Why Voice and Video Are No Longer Proof of Identity
How to Verify Identities Against AI-Powered Impersonation Use out-of-band verification through channels the attacker does not control. Voice and video are no longer reliable identity indicators. When someone appears to be a[...]
How to Verify Identities Against AI-Powered Impersonation
Use out-of-band verification through channels the attacker does not control. Voice and video are no longer reliable identity indicators. When someone appears to be a trusted executive requesting sensitive action, verification must occur through a separate channel that cannot be manipulated by the same attacker. This means callbacks to known numbers, authentication through internal systems, or pre-established verification codes.
Why can’t employees trust voice and video confirmation?
Voice cloning technology requires only three to five seconds of audio to produce a convincing imitation. Real-time video deepfakes can impersonate anyone with sufficient training imagery. The implicit trust that humans place in recognising familiar voices and faces no longer provides security assurance.
High-profile executives are particularly vulnerable because they have abundant public audio and video content available: webinars, investor calls, conference presentations, podcast appearances, and social media. Attackers can obtain this material without any access to internal systems.
What is out-of-band verification and how does it work?
Out-of-band verification uses a communication channel separate from the one where the request originated. If an attacker compromises or manipulates one channel, they are unlikely to control another simultaneously.
| Request Channel | Verification Channel | Why It Works |
| Video call (Teams/Zoom) | Callback to known mobile number | Attacker would need to control the executive’s phone to intercept |
| Voice call | Internal messaging system (Slack/Teams chat) | Requires account compromise in addition to voice cloning |
| In-person confirmation | Physical presence cannot be faked remotely | |
| Any remote channel | Pre-shared verification code/passphrase | Attacker does not have access to information shared prior to attack |
What verification procedures should organisations implement?
Effective verification procedures share common characteristics: they use channels attackers cannot easily access, they are documented and understood before an attack occurs, and they apply consistently regardless of apparent urgency or authority.
For financial transactions:
Any wire transfer or payment change request above a defined threshold requires callback verification to a pre-registered phone number. The number must be documented in the system before the request, not provided during the request.
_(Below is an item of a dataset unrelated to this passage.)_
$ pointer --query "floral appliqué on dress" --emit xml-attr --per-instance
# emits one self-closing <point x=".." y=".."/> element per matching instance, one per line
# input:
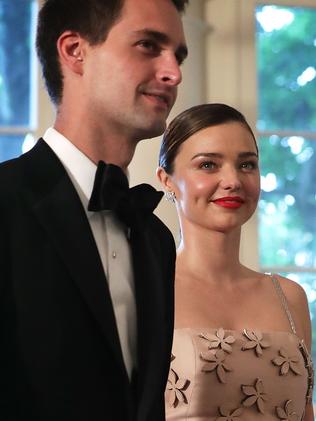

Two-person approval with independent verification by each approver.
For sensitive data access:
Requests for credential resets, access grants, or data exports require confirmation through the internal ticketing system with manager approval. Verbal or video requests do not override documented approval workflows.
For urgent executive requests:
Establish a verification code system where executives have pre-shared passphrases or codes that can be requested during any call. The code should rotate periodically and be known only to the legitimate parties.
How do attackers try to bypass verification procedures?
Attackers use urgency and authority to pressure employees into skipping verification. Common tactics include claiming the standard procedure will cause critical delays, asserting that verification is not needed because the identity is obvious, and implying consequences for the employee who does not act immediately.
Red team testing consistently shows that authority bias can override documented procedures. Employees who would normally follow verification steps may skip them when a perceived executive expresses impatience or urgency. Procedures must be designed with this pressure in mind.
Effective countermeasures include clear policy that verification cannot be waived regardless of urgency, executive buy-in where leadership explicitly supports verification even when it applies to them, and removing negative consequences for employees who follow procedure and cause legitimate delays.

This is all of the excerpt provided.